London has been through a couple of years of house prices under pressure and there is definitely evidence that a lot of landlords in the capital have been offloading unprofitable properties following the tax relief changes.
Brexit has also prompted many of the big banking and financial services providers headquartered in London to move staff back to the continent over the past couple of years, putting a severe dent on demand for premium rental stock in central London. Rental incomes suffered as a result.
There’s also been a lot of new stock of flats for rent coming onto the London market over the past 24 months, adding to the pressure on rents.
The combination of these factors means that now, savvy landlords are finding there are some good deals to be had in the capital – an area of the UK that has historically always delivered excellent capital growth.
For example, BDRC found that the situation in central London is showing signs of improvement with a 5 per cent increase in the proportion of landlords reporting increasing demand from tenants.

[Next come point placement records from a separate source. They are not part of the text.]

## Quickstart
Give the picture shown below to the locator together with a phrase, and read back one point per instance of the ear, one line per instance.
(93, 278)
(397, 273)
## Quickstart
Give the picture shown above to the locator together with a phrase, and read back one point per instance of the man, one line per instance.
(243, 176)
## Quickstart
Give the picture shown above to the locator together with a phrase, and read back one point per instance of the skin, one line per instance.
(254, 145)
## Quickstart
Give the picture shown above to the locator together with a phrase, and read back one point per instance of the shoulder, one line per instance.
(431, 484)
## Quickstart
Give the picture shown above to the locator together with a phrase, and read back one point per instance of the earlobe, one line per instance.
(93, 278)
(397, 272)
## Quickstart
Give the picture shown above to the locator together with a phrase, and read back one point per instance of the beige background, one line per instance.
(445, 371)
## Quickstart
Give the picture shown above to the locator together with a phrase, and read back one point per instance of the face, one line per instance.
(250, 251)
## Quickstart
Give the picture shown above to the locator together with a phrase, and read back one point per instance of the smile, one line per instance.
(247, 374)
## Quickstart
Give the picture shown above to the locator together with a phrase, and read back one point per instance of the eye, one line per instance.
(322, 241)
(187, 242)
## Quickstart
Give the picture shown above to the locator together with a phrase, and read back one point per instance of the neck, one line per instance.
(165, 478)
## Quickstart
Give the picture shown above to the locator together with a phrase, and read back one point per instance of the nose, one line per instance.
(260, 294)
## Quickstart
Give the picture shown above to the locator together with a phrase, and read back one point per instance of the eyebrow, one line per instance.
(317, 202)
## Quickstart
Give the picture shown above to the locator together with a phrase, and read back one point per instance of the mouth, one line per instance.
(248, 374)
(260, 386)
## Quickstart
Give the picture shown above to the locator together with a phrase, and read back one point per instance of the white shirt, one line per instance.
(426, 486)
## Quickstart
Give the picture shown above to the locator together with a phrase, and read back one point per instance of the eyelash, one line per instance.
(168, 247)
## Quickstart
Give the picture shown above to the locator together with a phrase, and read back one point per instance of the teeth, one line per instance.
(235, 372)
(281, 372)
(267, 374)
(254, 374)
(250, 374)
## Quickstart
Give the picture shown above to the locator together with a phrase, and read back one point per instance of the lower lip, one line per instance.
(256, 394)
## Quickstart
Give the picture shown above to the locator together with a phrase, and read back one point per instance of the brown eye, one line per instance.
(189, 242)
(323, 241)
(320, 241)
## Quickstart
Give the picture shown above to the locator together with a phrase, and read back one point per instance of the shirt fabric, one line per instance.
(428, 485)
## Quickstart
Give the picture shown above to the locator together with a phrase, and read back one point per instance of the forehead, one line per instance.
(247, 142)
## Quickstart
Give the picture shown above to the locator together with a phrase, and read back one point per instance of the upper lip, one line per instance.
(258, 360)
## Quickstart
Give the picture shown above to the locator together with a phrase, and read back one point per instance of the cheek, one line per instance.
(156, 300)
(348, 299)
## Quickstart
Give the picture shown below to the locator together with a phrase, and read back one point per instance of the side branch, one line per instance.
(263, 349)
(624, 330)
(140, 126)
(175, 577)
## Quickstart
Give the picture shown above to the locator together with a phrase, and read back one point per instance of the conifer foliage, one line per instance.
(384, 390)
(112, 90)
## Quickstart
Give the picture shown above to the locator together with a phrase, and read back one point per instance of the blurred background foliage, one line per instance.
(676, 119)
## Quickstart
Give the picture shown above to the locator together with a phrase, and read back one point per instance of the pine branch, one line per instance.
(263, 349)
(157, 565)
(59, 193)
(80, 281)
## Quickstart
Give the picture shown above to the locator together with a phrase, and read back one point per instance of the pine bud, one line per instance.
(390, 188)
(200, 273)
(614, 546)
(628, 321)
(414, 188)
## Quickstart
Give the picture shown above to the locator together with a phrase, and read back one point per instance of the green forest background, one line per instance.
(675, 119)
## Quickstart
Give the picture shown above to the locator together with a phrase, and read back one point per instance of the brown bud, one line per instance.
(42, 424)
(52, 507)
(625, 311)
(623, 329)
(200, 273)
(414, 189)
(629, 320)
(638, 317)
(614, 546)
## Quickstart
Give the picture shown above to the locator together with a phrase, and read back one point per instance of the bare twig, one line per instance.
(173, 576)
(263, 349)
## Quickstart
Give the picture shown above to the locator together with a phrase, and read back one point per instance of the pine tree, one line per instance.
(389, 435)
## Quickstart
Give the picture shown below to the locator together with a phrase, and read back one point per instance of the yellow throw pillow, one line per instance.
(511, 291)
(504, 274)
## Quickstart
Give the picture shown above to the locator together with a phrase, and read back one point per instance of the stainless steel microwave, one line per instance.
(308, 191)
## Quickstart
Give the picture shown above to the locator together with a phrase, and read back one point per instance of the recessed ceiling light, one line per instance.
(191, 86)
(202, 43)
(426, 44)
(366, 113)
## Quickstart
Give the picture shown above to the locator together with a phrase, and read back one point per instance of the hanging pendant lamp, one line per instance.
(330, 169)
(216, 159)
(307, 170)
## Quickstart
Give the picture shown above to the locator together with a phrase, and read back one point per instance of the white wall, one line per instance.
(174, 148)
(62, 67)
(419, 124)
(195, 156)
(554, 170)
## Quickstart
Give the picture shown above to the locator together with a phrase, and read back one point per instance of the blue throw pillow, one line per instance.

The proportion of landlords reporting falling rents in central London in Q2 has also halved from Q1.
According to BDRC’s research, mean rental yields in the capital remain strong with central London returning 6.2 per cent and outer London 5.9 per cent. These are not insignificant returns, and where properties are flooding onto the market, there’s also plenty of scope to get a decent discount on purchase prices, which can go some way to offsetting the higher stamp duty costs.
In spite of the tide of so-called ‘dire’ warnings about the property market in London, we think there’s opportunity to be found.